Writer-director Anna Jadowska has done something wonderful and it’s delightful the Tribeca Festival noticed. This is a movie that shows us the impact of a mistake, detailing exactly what drove our mild, quiet heroine to make it, but without letting her avoid responsibility. Is this fair? Of course not, but who said life was fair? Ms. Pomykala is so good as a woman deciding how much to let life crush her that it’s easy to forget she’s acting. We are carefully told, through lifelike dialogue that emphasizes what’s unsaid, exactly what straws slowly piled up to break Mira’s back. And we are shown, through Ita Zbroniec-Zajt’s precise cinematography, how monochrome and bleak Mira’s world is in every way. The yellows of the hospital where Mira works, the blues of the bathrooms, the browns of the apartment and the greens of a hospital where Mira is briefly sent give an impression of overwhelming flatness, even as they flood the screen with color.

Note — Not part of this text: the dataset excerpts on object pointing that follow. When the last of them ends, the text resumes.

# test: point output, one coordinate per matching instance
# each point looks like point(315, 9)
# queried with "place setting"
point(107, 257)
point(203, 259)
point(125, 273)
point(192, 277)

The major scenes between Mira and Julek all take place at night, in what appears to be natural light through the apartment windows, making a upsetting chat in a cold kitchen extra bleak and hopeless. But while all of these things may well be reasons for what Mira did, they are none of them excuses, which Ms. Jadowska never lets us forget. There are plenty of quietly desperate women who never do something this drastic.
And what is so very fascinating about this movie is how it centers the quietly desperate women of its town. With the exception of Julek and Mariusz, all the major parts belong to women; and it’s nearly 20 minutes before a man says a word of dialogue. When Mira goes to the shops, the other patrons, as well as the cheerful clerks, are all women. The maternity ward is obviously all women. At the other hospital all the nurses and most of the other patients are women. Even in the final sequence, it’s a woman who takes the lead. All this is startling because of how often the smaller parts in movies show us a world mainly peopled by men, and certainly not peopled by women of a certain age, who must pay for the fish food with carefully counted-out coins. Their feet hurt from standing all shift so they must wear ugly but comfortable shoes. When they take off their bras there are marks on their backs and shoulders. And when they crack, their carefully maintained world collapses around them. And then of course there’s Ewa, crushed with guilt about what Mira did, but with a wriggling, shaming unwillingness to share the responsibility for it. It’s only to her that Mira expresses her anger, which is so knowing. And it’s so rare for a movie to be this knowing as well as this good, which makes “Woman on the Roof” special indeed.